WebSphere Commerce Enterprise

Contract referral

A base contract is a contract that can be referred to by other contracts. For example, contract B refers to (base) contract A. Thus, a buyer who is entitled to the terms and conditions in contract B is also entitled to all the terms and conditions in contract A. Multiple customer contracts can refer to the same base contract so that all the customer contracts can share a set of terms and conditions.

Introduced in Feature Pack 2You can use the Catalog Filter and Pricing tool in Management Center to create price rules and catalog filters. Then, you can use WebSphere Commerce Accelerator to assign the price rules and catalog filters to contracts as extended terms and conditions. If your site also includes catalog filter and pricing terms and conditions that are not created with the Catalog Filter and Pricing tool in Management Center, the catalog filter and pricing extended terms and conditions that are created in Management Center have the higher priority and are respected. For more information about how contracts interact when you use price rules and catalog filters that are created with the Catalog Filter and Pricing tool, see

After you specify that a contract refer to another contract, you can change the reference, but not the fact that the contract refers to another contract.

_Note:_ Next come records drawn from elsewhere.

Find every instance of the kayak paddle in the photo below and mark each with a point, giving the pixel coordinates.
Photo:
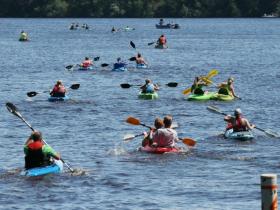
(33, 93)
(69, 67)
(134, 121)
(217, 110)
(211, 74)
(170, 84)
(13, 109)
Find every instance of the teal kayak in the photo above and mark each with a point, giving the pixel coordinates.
(204, 97)
(53, 99)
(148, 96)
(141, 66)
(242, 135)
(55, 168)
(222, 97)
(160, 46)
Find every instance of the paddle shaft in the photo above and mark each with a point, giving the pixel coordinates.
(21, 117)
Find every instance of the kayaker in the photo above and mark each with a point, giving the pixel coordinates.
(23, 36)
(86, 63)
(140, 59)
(149, 87)
(38, 154)
(226, 88)
(58, 90)
(148, 138)
(162, 40)
(165, 137)
(197, 86)
(238, 122)
(119, 64)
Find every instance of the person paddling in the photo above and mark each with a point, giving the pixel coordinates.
(148, 138)
(86, 63)
(140, 59)
(58, 90)
(227, 88)
(238, 122)
(162, 40)
(38, 154)
(149, 87)
(197, 86)
(165, 137)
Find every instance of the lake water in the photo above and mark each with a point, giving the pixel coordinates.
(88, 130)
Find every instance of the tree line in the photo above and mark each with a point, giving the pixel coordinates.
(138, 8)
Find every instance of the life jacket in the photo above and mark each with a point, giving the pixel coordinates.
(35, 156)
(162, 40)
(58, 91)
(237, 127)
(86, 63)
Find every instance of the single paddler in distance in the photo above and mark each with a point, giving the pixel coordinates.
(37, 153)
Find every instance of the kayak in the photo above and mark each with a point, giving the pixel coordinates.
(222, 97)
(53, 99)
(148, 96)
(120, 69)
(204, 97)
(160, 46)
(242, 135)
(86, 68)
(55, 168)
(159, 150)
(141, 66)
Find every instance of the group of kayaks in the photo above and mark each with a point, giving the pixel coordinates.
(210, 96)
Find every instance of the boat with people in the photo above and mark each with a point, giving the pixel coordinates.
(56, 167)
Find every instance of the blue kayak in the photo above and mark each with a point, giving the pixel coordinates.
(141, 66)
(55, 168)
(53, 99)
(86, 68)
(120, 69)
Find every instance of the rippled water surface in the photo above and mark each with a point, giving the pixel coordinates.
(88, 130)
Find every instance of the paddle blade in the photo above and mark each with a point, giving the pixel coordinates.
(188, 141)
(31, 94)
(187, 91)
(75, 86)
(212, 73)
(132, 59)
(132, 44)
(172, 84)
(104, 64)
(133, 121)
(125, 85)
(96, 58)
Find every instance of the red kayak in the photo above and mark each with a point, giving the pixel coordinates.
(159, 150)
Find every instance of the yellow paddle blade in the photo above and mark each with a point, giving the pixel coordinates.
(187, 91)
(212, 73)
(188, 141)
(133, 121)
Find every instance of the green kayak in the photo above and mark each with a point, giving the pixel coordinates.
(222, 97)
(204, 97)
(148, 96)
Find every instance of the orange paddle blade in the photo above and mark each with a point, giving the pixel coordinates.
(189, 141)
(187, 91)
(133, 121)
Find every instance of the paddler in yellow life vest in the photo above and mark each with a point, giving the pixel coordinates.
(197, 86)
(226, 88)
(23, 36)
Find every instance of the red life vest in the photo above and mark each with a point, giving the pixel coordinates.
(162, 40)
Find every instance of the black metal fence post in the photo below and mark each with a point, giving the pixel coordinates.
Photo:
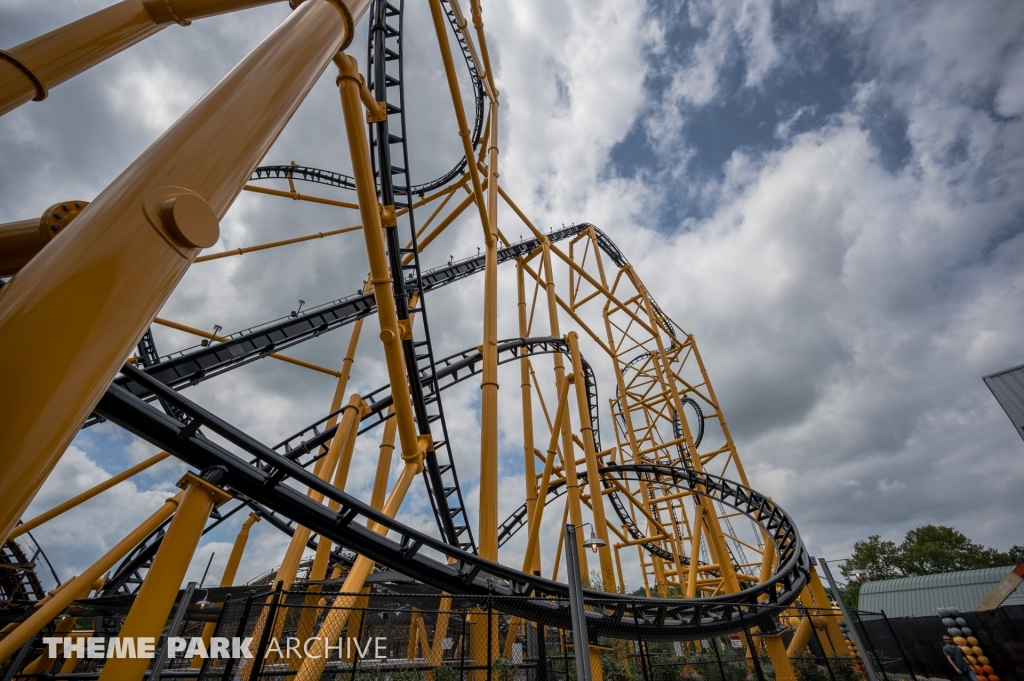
(216, 630)
(718, 656)
(271, 616)
(755, 651)
(463, 645)
(229, 666)
(817, 638)
(542, 649)
(870, 645)
(899, 645)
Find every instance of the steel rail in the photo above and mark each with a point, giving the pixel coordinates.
(459, 571)
(200, 363)
(341, 180)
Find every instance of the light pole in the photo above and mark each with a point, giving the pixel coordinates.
(580, 640)
(849, 623)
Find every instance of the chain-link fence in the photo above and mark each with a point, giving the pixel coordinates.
(911, 647)
(311, 635)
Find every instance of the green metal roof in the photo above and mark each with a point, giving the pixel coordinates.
(920, 596)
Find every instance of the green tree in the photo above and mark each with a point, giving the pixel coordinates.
(879, 559)
(927, 550)
(933, 549)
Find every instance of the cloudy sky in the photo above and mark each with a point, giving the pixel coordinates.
(828, 196)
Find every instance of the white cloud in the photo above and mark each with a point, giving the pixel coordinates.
(845, 311)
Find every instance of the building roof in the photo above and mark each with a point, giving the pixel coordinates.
(924, 595)
(1008, 386)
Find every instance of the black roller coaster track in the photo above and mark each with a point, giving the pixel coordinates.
(451, 568)
(390, 52)
(193, 366)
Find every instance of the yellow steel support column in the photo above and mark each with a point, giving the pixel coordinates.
(380, 277)
(663, 369)
(87, 298)
(43, 663)
(532, 547)
(488, 382)
(527, 416)
(571, 484)
(153, 603)
(19, 242)
(31, 70)
(227, 579)
(87, 495)
(827, 619)
(779, 658)
(593, 477)
(325, 470)
(334, 624)
(79, 587)
(384, 463)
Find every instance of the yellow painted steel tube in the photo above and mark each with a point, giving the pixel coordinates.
(87, 495)
(19, 242)
(487, 535)
(527, 411)
(87, 298)
(325, 471)
(284, 242)
(593, 477)
(384, 463)
(440, 28)
(153, 602)
(380, 277)
(227, 579)
(312, 666)
(80, 586)
(32, 69)
(532, 549)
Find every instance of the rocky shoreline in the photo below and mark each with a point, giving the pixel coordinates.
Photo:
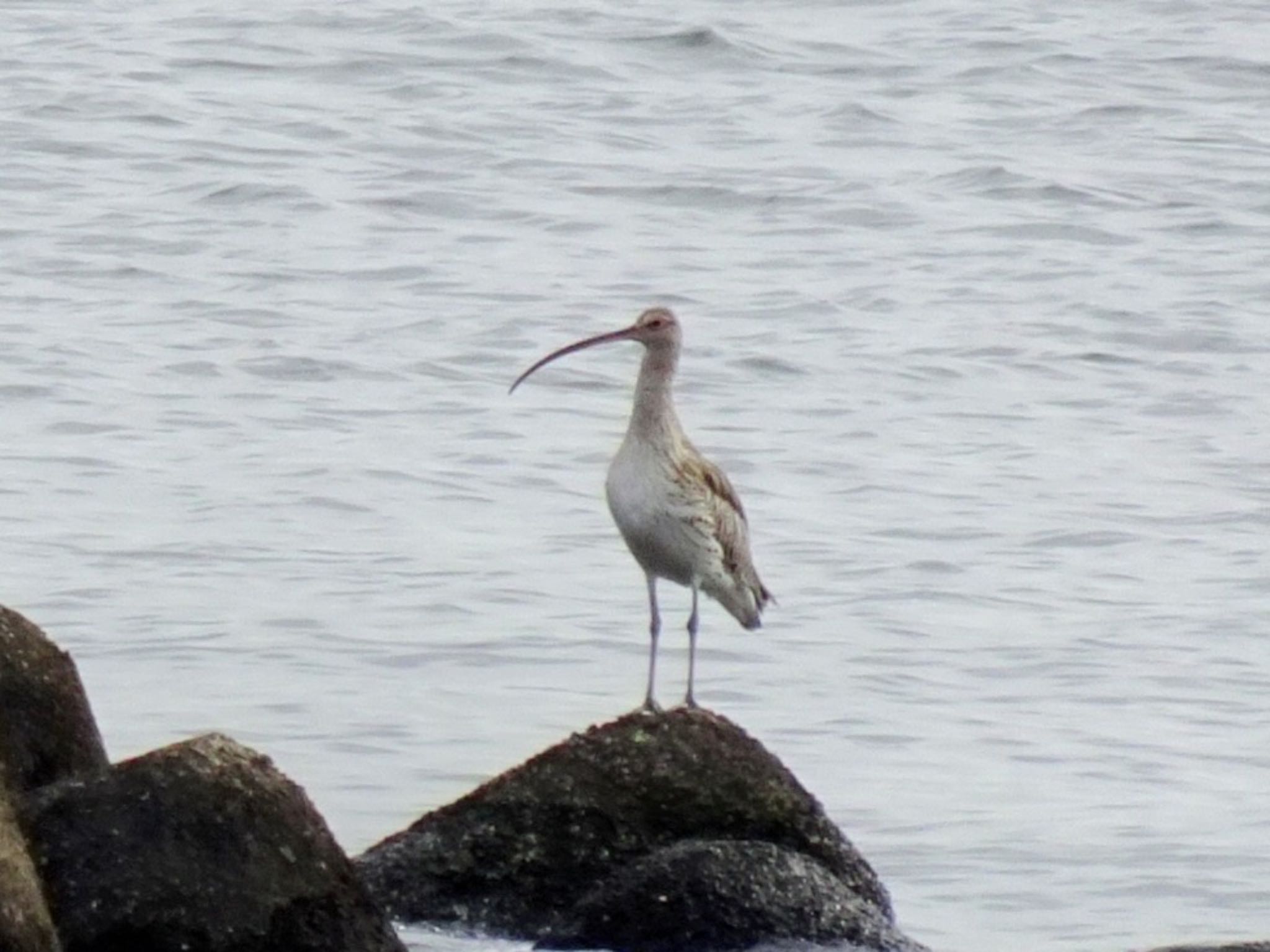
(646, 834)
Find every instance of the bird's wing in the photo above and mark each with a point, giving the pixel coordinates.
(727, 515)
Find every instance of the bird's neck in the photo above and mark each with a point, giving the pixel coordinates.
(653, 416)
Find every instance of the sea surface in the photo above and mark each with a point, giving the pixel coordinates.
(977, 315)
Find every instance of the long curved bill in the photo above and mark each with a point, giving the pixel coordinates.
(625, 334)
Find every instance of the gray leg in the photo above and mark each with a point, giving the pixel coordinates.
(689, 701)
(654, 630)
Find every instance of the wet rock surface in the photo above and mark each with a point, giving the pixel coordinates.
(722, 895)
(521, 852)
(47, 731)
(24, 920)
(200, 846)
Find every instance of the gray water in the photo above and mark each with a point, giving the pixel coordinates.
(977, 309)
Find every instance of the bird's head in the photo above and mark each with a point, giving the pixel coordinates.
(657, 329)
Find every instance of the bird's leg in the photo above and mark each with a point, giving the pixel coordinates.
(689, 701)
(654, 630)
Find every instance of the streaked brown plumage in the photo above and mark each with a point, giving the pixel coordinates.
(677, 512)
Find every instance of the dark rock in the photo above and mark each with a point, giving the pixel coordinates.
(516, 855)
(724, 895)
(47, 731)
(24, 923)
(202, 847)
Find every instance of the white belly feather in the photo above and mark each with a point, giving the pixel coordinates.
(653, 515)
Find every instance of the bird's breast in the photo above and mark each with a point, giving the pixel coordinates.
(646, 503)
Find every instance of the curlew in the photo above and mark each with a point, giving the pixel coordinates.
(677, 512)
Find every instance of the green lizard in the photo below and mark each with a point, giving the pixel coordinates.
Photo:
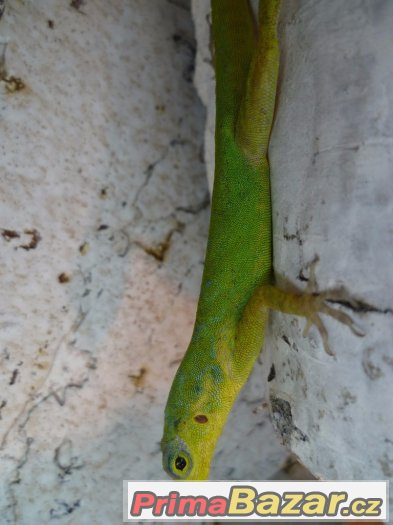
(237, 288)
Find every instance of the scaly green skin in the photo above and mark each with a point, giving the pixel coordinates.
(229, 327)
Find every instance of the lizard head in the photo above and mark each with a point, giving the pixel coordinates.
(196, 411)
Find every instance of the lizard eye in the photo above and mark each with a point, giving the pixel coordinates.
(201, 418)
(180, 465)
(177, 460)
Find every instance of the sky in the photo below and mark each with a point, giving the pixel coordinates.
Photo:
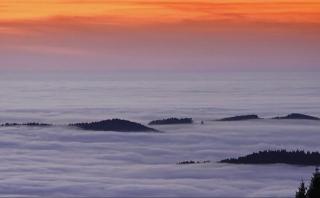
(160, 35)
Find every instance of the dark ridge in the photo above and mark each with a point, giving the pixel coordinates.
(241, 118)
(193, 162)
(278, 156)
(113, 125)
(172, 121)
(297, 116)
(31, 124)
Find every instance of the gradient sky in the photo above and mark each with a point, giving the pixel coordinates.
(134, 35)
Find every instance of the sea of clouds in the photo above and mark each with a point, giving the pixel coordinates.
(62, 161)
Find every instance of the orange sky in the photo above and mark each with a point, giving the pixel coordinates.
(29, 28)
(165, 11)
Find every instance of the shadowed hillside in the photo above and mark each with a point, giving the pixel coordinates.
(278, 156)
(31, 124)
(297, 116)
(241, 118)
(113, 125)
(172, 121)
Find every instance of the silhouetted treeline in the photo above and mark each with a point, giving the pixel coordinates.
(26, 124)
(314, 188)
(193, 162)
(297, 116)
(240, 118)
(113, 125)
(172, 121)
(278, 156)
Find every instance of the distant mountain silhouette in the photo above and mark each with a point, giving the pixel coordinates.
(172, 121)
(193, 162)
(31, 124)
(278, 156)
(297, 116)
(113, 125)
(241, 118)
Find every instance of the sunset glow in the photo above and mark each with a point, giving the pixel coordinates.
(126, 27)
(164, 11)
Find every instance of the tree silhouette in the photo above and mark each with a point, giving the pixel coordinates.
(314, 188)
(301, 191)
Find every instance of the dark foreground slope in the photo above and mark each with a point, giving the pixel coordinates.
(297, 116)
(241, 118)
(172, 121)
(114, 125)
(278, 156)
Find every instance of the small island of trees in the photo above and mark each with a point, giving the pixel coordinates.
(314, 188)
(172, 121)
(113, 125)
(278, 156)
(241, 118)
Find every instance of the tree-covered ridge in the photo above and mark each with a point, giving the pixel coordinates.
(297, 116)
(32, 124)
(113, 125)
(172, 121)
(298, 157)
(240, 118)
(314, 188)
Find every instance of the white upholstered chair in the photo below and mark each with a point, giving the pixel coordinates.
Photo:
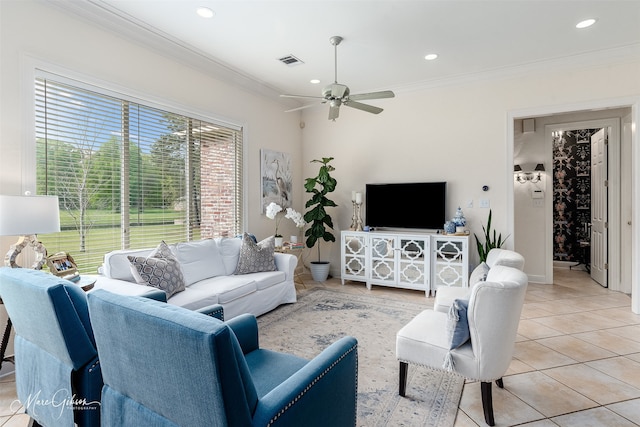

There are no restrictions on what types of terms and conditions can be contained in either the base contract or the customer contract. Base contracts do not have to follow the set of contract minimum rules. For example,

  • Base contracts do not have to have any participants that are specified
  • Base contracts do not have to have any pricing terms specified
  • Base contracts do not have to have a shipping charge type term

A shipping charge term can be specified in both the base and customer contract. However, the shipping charge term in the customer contract overrides that of the base contract. The customer contract does not need a shipping charge term if there is one defined in either the base contract or the business account. The shipping charge term in the business account also overrides a shipping charge term that is defined in the base contract.

For the terms and conditions where there must be at least one per contract (for example, one pricing term), the pricing term can be in either the base contract or the customer contract, or in both.
Note: The pricing term conditions in both contracts are respected unless the pricing term conditions for a particular category > catalogEntry include different markdown or markup pricing term conditions. If there are different markdown or markup price term conditions, the price term condition with the lowest price is used. In these pricing situations, neither contract overrides the other contract by default, nor are the contracts accumulated.

For a customer who is entitled to a customer contract, the customer is entitled to all the terms and conditions in the customer contract. The customer is also entitled to all the terms and conditions in the base contract.

The following are some examples:

  • A base contract is created that specifies the entire catalog at 10% off. Nothing else is specified in the base contract.
  • A contract is created for customer A that refers to the base contract. Add another term and condition that shirts are off 20%. Add the "Shipping is charged by the seller" term and condition
  • A contract is created for customer B that refers to the base contract. Add another term and condition that "Pants" are off 40%. Add the "Shipping is charged by the seller" term and condition

In a Buyer organization, when an employee of customer A shops in the store, they are entitled to 10% off the entire catalog and 20% off shirts. When an employee of customer B shops in the store, they are entitled to 10% off the entire catalog and 40% off pants.